If you are interested in NodeJs series, please follow our wechat official account: Front-end S.H.I.E.L.D. or Github NodeJs series articles

Streams have emerged from the early days of Unix, and over the past few decades they have proved to be a reliable way of programming a large system into small parts that work perfectly together.

Streams are ubiquitous in Node, whether it’s manipulating files, creating a local server, or simply using a console.

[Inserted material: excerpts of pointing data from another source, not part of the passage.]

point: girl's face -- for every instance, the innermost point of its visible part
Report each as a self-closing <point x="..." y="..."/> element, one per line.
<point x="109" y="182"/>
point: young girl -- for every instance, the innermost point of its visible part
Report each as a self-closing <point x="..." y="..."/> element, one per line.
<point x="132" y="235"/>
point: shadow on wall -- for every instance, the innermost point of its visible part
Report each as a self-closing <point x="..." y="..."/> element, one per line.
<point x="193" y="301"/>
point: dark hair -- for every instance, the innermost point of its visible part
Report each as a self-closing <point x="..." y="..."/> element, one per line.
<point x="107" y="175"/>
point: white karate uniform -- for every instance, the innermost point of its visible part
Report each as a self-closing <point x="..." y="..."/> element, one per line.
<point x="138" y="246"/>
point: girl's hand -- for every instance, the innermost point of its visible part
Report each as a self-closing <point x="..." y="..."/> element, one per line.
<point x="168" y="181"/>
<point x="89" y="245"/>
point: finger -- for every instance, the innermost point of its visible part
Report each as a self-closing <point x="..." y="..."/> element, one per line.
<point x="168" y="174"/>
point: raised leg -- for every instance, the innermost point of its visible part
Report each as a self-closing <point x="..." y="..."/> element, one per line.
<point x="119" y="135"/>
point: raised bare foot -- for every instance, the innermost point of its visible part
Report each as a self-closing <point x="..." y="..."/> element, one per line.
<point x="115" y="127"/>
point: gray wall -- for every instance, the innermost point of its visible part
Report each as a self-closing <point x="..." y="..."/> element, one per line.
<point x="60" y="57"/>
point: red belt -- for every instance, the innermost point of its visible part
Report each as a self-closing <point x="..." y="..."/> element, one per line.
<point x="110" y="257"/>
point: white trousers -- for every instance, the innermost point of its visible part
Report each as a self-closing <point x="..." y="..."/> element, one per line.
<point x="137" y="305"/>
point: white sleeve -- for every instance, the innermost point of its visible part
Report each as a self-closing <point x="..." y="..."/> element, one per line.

There are four basic stream types in Node.js:

  • Readable – A stream that can read data (for example, fs.createreadStream ()).
  • Writable – A stream that can write data (for example, fs.createWritestream ()).
  • Duplex – a stream that is both readable and writable (such as net.socket).
  • Transform – A Duplex stream that can modify or Transform data while reading or writing (e.g. Zlib.createdeflate ())

Why use streams

Suppose we need to implement a simple static file server using Node:

const http = require('http');
const fs = require('fs');

http.createServer((req,res)=>{
    fs.readFile('./test.html'.function(err,data){
        if(err){
            res.statusCode = 500;
            res.end();
        }else{
            res.end(data);
        }
    })
}).listen(3000)
Copy the code

The above code simply realizes the static file read and send, logically is completely feasible. But because readFile is stored in memory at once, the server may run out of memory if the test.html file is very large or if the number of visits increases. At this point, we need to use the flow method to improve:

const http = require('http');
const fs = require('fs');

http.createServer((req,res)=>{
    fs.createReadStream('./test.html').pipe(res);
}).listen(3000);

Copy the code

Fs.createreadstream creates a readable stream that reads the contents of a file one by one for downstream consumption. This kind of gradual reading and consumption mode effectively slows down memory consumption.

Readable Stream

We can split Readable Stream into two phases: Push phase and pull phase. In the push phase, data is pushed from the underlying data resource pool to the cache pool by implementing the _read method, which is the production phase of data, while in the pull phase, data is pulled from the cache pool for downstream use, which is the data consumption phase.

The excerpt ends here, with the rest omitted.